Monday, May 1, 2023

Fairbanks April Temperatures

April is in the books, with a monthly mean temperature of 21.5°F in Fairbanks, and that's the 4th coldest since 1930.  The last few days of the month were positively springlike with the temperature reaching 54°F only 6 days after the record cold high temperature of 17°F on the 23rd.  A big turn-around is not at all unusual when there's an amplified pattern that lends itself to temperature extremes.  (But even with the big warm-up, daily mean temperatures didn't rise above normal - only the 2nd and the 4th of the month were warmer than normal.)

The long-term chart of April mean temperatures in Fairbanks is interesting:


The thing that jumps out at me here is the skewed distribution after about 1985, with most years seeing April temperatures above 30°F, but a minority being much colder.  Prior to about 1985, the distribution looks much more symmetric.

Another striking aspect is that 8 of the 10 warmest Aprils occurred from 1983 to the present, but the 10 coldest Aprils are distributed quite evenly across the history.  Even though the climate has warmed a lot, the chance of a significantly cold April (say below 23°F, -5°C) doesn't seem to have decreased.

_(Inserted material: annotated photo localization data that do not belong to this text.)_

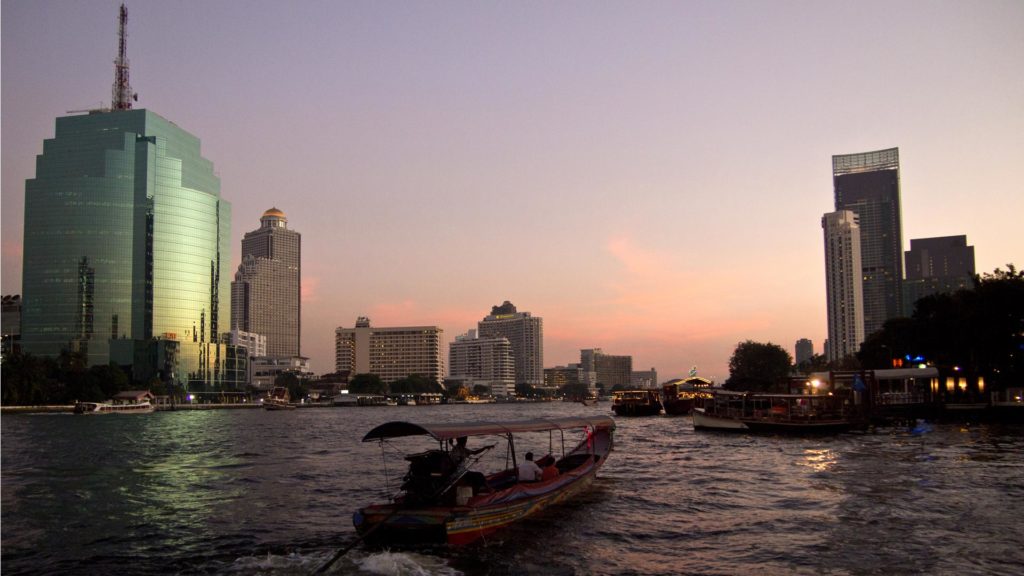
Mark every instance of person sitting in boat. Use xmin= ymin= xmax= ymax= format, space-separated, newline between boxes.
xmin=517 ymin=452 xmax=543 ymax=482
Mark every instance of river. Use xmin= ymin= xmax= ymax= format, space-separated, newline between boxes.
xmin=2 ymin=402 xmax=1023 ymax=575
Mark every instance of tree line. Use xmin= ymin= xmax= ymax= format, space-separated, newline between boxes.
xmin=725 ymin=265 xmax=1023 ymax=393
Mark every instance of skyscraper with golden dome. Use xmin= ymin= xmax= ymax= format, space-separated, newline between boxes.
xmin=231 ymin=208 xmax=301 ymax=358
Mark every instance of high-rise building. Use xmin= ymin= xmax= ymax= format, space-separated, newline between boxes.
xmin=19 ymin=6 xmax=239 ymax=390
xmin=477 ymin=301 xmax=543 ymax=386
xmin=822 ymin=211 xmax=865 ymax=363
xmin=2 ymin=295 xmax=22 ymax=359
xmin=833 ymin=147 xmax=904 ymax=337
xmin=580 ymin=348 xmax=633 ymax=391
xmin=631 ymin=368 xmax=658 ymax=389
xmin=903 ymin=235 xmax=975 ymax=315
xmin=795 ymin=338 xmax=814 ymax=366
xmin=448 ymin=331 xmax=516 ymax=397
xmin=231 ymin=208 xmax=301 ymax=357
xmin=335 ymin=317 xmax=444 ymax=384
xmin=544 ymin=365 xmax=582 ymax=390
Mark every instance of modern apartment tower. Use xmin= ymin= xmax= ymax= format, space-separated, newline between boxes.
xmin=335 ymin=317 xmax=444 ymax=384
xmin=20 ymin=6 xmax=238 ymax=388
xmin=448 ymin=330 xmax=516 ymax=397
xmin=231 ymin=208 xmax=301 ymax=357
xmin=822 ymin=211 xmax=865 ymax=363
xmin=477 ymin=301 xmax=544 ymax=387
xmin=902 ymin=235 xmax=975 ymax=316
xmin=795 ymin=338 xmax=814 ymax=366
xmin=581 ymin=348 xmax=634 ymax=391
xmin=832 ymin=147 xmax=904 ymax=338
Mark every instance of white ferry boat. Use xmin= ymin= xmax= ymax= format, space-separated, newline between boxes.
xmin=74 ymin=391 xmax=155 ymax=414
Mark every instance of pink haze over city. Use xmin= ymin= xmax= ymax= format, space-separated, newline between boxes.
xmin=2 ymin=0 xmax=1022 ymax=380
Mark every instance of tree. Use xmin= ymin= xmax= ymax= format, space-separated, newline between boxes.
xmin=391 ymin=374 xmax=442 ymax=394
xmin=796 ymin=353 xmax=830 ymax=375
xmin=725 ymin=340 xmax=792 ymax=392
xmin=348 ymin=373 xmax=387 ymax=395
xmin=275 ymin=372 xmax=307 ymax=401
xmin=856 ymin=264 xmax=1023 ymax=391
xmin=559 ymin=382 xmax=590 ymax=401
xmin=514 ymin=382 xmax=537 ymax=398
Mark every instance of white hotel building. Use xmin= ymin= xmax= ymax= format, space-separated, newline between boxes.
xmin=448 ymin=330 xmax=516 ymax=397
xmin=334 ymin=317 xmax=444 ymax=384
xmin=822 ymin=210 xmax=865 ymax=363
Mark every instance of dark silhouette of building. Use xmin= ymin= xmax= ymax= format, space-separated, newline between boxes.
xmin=833 ymin=147 xmax=904 ymax=338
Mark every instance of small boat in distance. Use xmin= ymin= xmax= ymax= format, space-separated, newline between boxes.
xmin=661 ymin=376 xmax=714 ymax=415
xmin=353 ymin=416 xmax=615 ymax=547
xmin=263 ymin=387 xmax=296 ymax=410
xmin=693 ymin=390 xmax=859 ymax=434
xmin=74 ymin=390 xmax=155 ymax=414
xmin=611 ymin=389 xmax=662 ymax=416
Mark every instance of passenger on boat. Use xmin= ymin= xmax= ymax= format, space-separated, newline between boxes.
xmin=517 ymin=452 xmax=542 ymax=482
xmin=535 ymin=454 xmax=559 ymax=481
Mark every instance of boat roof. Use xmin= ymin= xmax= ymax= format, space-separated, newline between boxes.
xmin=362 ymin=416 xmax=616 ymax=442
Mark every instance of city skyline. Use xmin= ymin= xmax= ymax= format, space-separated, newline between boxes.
xmin=3 ymin=1 xmax=1022 ymax=380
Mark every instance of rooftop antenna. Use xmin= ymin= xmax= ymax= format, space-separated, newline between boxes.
xmin=112 ymin=3 xmax=137 ymax=110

We can make simple estimates of the change in the mean versus the median by using linear regression in the first case and quantile regression in the second.  Here's the result:

Both trend lines have increased, but the median trend has risen nearly twice as fast as the mean trend.  It would be interesting to rearrange the data many times and see how often this difference occurs by random chance - my guess is not very often, suggesting that there's been a "real" change of climate behavior, and this isn't just a random feature of (say) normally distributed data.

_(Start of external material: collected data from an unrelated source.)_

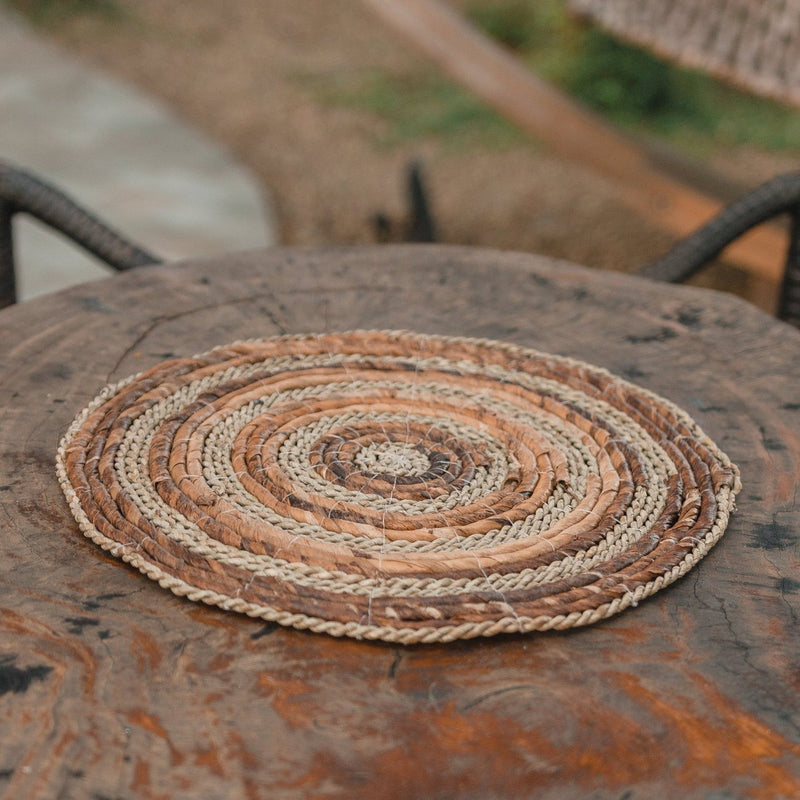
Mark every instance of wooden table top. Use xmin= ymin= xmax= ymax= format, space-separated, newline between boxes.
xmin=1 ymin=245 xmax=798 ymax=799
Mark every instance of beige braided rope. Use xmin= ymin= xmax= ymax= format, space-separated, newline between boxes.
xmin=56 ymin=330 xmax=741 ymax=643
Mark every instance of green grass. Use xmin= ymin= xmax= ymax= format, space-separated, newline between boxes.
xmin=563 ymin=29 xmax=800 ymax=153
xmin=308 ymin=69 xmax=528 ymax=150
xmin=466 ymin=0 xmax=542 ymax=51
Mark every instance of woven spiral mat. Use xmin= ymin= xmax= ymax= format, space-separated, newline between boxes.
xmin=57 ymin=331 xmax=740 ymax=644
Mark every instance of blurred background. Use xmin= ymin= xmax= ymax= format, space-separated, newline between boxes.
xmin=3 ymin=0 xmax=799 ymax=311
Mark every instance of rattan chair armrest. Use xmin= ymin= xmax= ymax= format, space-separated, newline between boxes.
xmin=0 ymin=161 xmax=162 ymax=307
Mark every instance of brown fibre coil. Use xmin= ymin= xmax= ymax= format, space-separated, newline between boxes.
xmin=56 ymin=331 xmax=741 ymax=643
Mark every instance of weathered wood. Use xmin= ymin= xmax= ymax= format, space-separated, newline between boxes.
xmin=0 ymin=245 xmax=798 ymax=799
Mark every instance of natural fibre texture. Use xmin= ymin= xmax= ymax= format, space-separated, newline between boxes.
xmin=56 ymin=331 xmax=740 ymax=643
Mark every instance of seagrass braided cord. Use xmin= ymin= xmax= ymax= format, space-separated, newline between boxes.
xmin=56 ymin=331 xmax=740 ymax=643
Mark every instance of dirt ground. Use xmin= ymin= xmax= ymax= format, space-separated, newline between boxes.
xmin=21 ymin=0 xmax=800 ymax=306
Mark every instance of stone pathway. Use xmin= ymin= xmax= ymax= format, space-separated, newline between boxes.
xmin=0 ymin=7 xmax=276 ymax=300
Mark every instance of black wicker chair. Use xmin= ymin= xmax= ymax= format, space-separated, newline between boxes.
xmin=0 ymin=161 xmax=161 ymax=308
xmin=640 ymin=172 xmax=800 ymax=329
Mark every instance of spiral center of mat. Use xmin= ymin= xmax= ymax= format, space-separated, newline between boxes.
xmin=352 ymin=440 xmax=431 ymax=478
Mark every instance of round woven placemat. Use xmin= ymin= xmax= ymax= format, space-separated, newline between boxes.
xmin=57 ymin=331 xmax=740 ymax=643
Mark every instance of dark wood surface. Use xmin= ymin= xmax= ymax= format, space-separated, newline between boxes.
xmin=1 ymin=245 xmax=798 ymax=799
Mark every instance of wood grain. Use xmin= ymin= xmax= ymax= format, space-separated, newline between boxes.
xmin=0 ymin=245 xmax=798 ymax=799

What might account for this?  The only possible explanation I can think of is that it might be related to increasingly pronounced and persistent disruptions of the high-latitude circulation in connection with stratospheric polar vortex disruptions in mid/late winter; and perhaps this is being forced by pronounced warming trends in the western tropical Pacific.  We had a stratospheric vortex disruption ("sudden stratospheric warming") back in February, and I think it bears some responsibility for the April cold in Alaska; and there was also one in 2013 that seemingly had a connection.  These events don't happen every year, they are all different, and there's scientific debate over the long-term trends; but that's the only speculation I have at this point.